Simon DiMaio leads Research and Advanced Product Development teams at Intuitive Surgical, Inc. (Sunnyvale, California), makers of the da Vinci Surgical System – a telerobotic system for minimally-invasive surgery. Dr. DiMaio holds a Ph.D. in robotics and control systems from the University of British Columbia, Canada, where he explored haptics and teleoperation technologies, and then went on to develop some of the very first needle insertion models and novel robotic needle steering methods for medical applications.

 

Joe Domic
Materials Specialist
Smooth-On

Joe Domic is a materials specialist and technical manager at Smooth-On, a leading manufacturer of liquid silicones, urethanes and epoxies. He studied physics and economics at Rutgers University, and has over 20 years experience in the fields of mold making, casting, engineering and organic chemistry. Mr. Domic has been instrumental in developing new techniques and materials for the composites and prototyping industries, and has lectured across North America, Europe and Asia at leading design institutions.

 

Roy Kornbluh
Principal Research Engineer
SRI International

Roy Kornbluh is a Principal Research Engineer in SRI International’s Robotics Laboratory with more than 25 years of experience contributing and leading a wide variety of projects to develop new electromechanical transducers for walking, crawling and flying robots as well as other systems. Mr.
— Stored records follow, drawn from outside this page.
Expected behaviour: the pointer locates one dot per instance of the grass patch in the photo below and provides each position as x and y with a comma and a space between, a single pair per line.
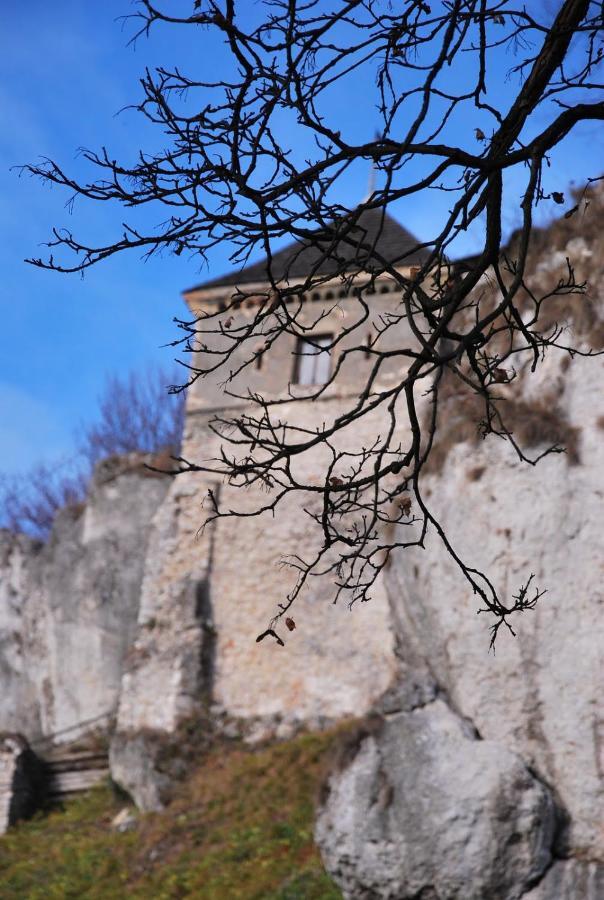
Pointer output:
240, 827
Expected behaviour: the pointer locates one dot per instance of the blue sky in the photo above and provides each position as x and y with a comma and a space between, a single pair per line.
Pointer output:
65, 71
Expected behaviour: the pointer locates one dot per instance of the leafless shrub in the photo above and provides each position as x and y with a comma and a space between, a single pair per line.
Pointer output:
465, 416
230, 170
136, 414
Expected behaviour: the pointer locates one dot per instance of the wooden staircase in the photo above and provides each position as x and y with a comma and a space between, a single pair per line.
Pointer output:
71, 771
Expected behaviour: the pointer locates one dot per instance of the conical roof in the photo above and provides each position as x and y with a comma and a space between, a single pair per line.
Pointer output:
374, 227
Kornbluh has an M.S. in Mechanical Engineering from MIT and a B.S. in Mechanical Engineering from Cornell University.

 

Paul Maeder
Co-founder & General Partner
Highland Capital Partners

Paul Maeder is a founding partner of Highland Capital Partners with over 30 years of experience in venture capital while serving as a director of many public and private companies. Mr. Maeder has a B.S.E in Aerospace and Mechanical Sciences from Princeton University, an M.S. in Mechanical Engineering from Stanford University as well as an M.B.A. with Distinction from Harvard Business School.

 

 

Carl Vause
Chief Executive Officer
Soft Robotics, Inc.

Carl Vause is CEO of Soft Robotics Inc. with a wealth of experience holding a variety of senior positions in technology and medical device companies, most recently Vice President of Marketing at OmniGuide Surgical. Mr. Vause holds a M.B.A from London Business School and B.S. in Electrical Engineering from the Virginia Military Institute.

 

Peter Whitney
Associate Research Scientist
Disney Research Pittsburgh

Peter Whitney is an Associate Research Scientist at Disney Research in Pittsburgh, PA, where he works on developing interactive robots, in particular robots which can operate in direct physical contact with people. Dr. Whitney holds a PhD from Harvard University, where he researched manufacturing and assembly methods for millimeter-scale microrobots.